I feel like I need to say a thousand times: A good goal is that you feel this freedom in your close relationships. AND . . . I bet that’s a goal you’ll never stop working toward, so in the meantime . . . what freedom is waiting for you in conversations with everyone else? Everyone you haven’t talked to yet?

Conversation is different than companionship. It’s not better, just different. They’re not totally separate: You find companions in conversation. And then you get lifelong conversation from those companions. But we frequently limit our conversation to those with whom we can already claim companionship. And I think this limits us a lot. Robs us of a lot of magic.

I propose that you and I should talk a lot more to a lot of people who we know a lot less.

~

Photo by Micki Benson

This year, I’ve been part of a movement that is spreading across the world. A movement that has connected brave voices with listening ears from Minnesota to California to New Mexico to Florida to Manitoba. I’ve seen people try on their voices and discover they can make an impact. I’ve watched people voice their anger about “those kinds of people” and then learn that “those kinds of people” turn out to be you and me and then discover that we actually can connect. I’ve witnessed people express their biggest fears and insecurities only to find a bunch of people waiting to hold them up in loving support. I’ve heard people open up about their mental health, their traumas, their loneliness, their struggles, their demons, and their dreams.

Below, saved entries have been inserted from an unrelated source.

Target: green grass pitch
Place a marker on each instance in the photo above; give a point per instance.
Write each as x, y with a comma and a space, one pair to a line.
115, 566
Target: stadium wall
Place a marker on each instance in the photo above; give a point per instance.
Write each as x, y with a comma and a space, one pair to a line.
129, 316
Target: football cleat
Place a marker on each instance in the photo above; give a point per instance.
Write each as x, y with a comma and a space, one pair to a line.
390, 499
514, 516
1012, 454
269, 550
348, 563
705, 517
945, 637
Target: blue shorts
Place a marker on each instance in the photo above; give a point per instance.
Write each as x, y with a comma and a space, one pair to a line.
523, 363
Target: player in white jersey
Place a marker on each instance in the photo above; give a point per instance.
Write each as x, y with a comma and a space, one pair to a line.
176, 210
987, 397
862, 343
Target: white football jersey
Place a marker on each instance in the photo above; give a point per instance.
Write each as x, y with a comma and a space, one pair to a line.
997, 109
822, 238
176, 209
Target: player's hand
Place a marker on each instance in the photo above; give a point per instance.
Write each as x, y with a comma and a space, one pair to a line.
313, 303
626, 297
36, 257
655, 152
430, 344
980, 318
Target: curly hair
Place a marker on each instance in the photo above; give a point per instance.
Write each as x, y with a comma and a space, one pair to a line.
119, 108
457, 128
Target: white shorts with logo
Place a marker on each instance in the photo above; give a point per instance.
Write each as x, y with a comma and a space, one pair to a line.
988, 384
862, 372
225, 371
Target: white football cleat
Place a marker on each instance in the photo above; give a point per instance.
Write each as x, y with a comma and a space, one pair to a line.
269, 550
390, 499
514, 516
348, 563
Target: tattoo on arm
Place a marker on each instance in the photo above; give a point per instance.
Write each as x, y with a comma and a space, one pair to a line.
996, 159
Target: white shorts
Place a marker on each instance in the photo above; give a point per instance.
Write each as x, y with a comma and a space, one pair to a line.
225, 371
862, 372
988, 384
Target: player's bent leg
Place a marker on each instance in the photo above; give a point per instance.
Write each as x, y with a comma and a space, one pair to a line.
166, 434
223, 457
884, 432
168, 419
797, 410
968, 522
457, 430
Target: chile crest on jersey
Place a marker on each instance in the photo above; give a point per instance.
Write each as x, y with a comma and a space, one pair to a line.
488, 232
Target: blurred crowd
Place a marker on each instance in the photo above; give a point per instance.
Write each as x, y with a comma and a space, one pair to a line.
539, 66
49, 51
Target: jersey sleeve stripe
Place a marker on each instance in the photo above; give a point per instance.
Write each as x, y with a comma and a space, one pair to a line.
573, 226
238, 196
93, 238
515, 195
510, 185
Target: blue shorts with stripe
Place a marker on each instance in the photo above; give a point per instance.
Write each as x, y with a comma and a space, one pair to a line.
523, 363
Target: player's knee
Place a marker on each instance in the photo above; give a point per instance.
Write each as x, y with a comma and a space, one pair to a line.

It’s really not a complicated movement. We call it 5K Everyday Conversations, because every single day, some place (or places) at some time (or times), we gather–three of us or eight of us or twenty-two of us–to spend 3.1 miles (ish) having conversation. Some people run 3.1 miles with each other fast and talk about the stuff they’re angry about, or the habits they’re building. Some run it at a calmer pace, listening to each other share about a stressful family relationship or dream out loud about the work they’d like to do. Some, understanding that that the conversation itself is magic, show up for the conversation without worrying about the movement. And some hop online in Canada to be an ear for someone holding conversation through live video from their home in Wisconsin.

Why the running part? Hmmm . . . helping rid the world of the superfluous statement “I’m not a runner.” And because movement is fun. Happy. Because a few run every mile they can, and a few have been looking for motivation to run. Everyone has their own reason. . . . What I’ve found, though, is that running turns out to be the best anesthetic to the pain and fear of saying hello to someone you don’t know. Nothing quite like panting and sweating to make us immediately drop all the posturing and see that you and I are just two humans. Movement breaks ice and warms hearts. It fuels the conversation.

So yes, it really is as simple as conversation. And it’s a powerful thing.

~

Experiencing so much no-strings-attached conversation this year, I’ve noticed a few magical things about it:

Conversation can hold no expectations for it to be more than conversation. Free. Pressureless.

Saying things out loud helps us get over things, release things.

It helps us see things clearly, helps us think through things.

Helps us feel seen, heard, appreciated, cared about, accepted, loved.

There is something really freeing about talking through the yucky stuff, the hard stuff, the delicate stuff–with a total stranger who doesn’t expect or need anything from you.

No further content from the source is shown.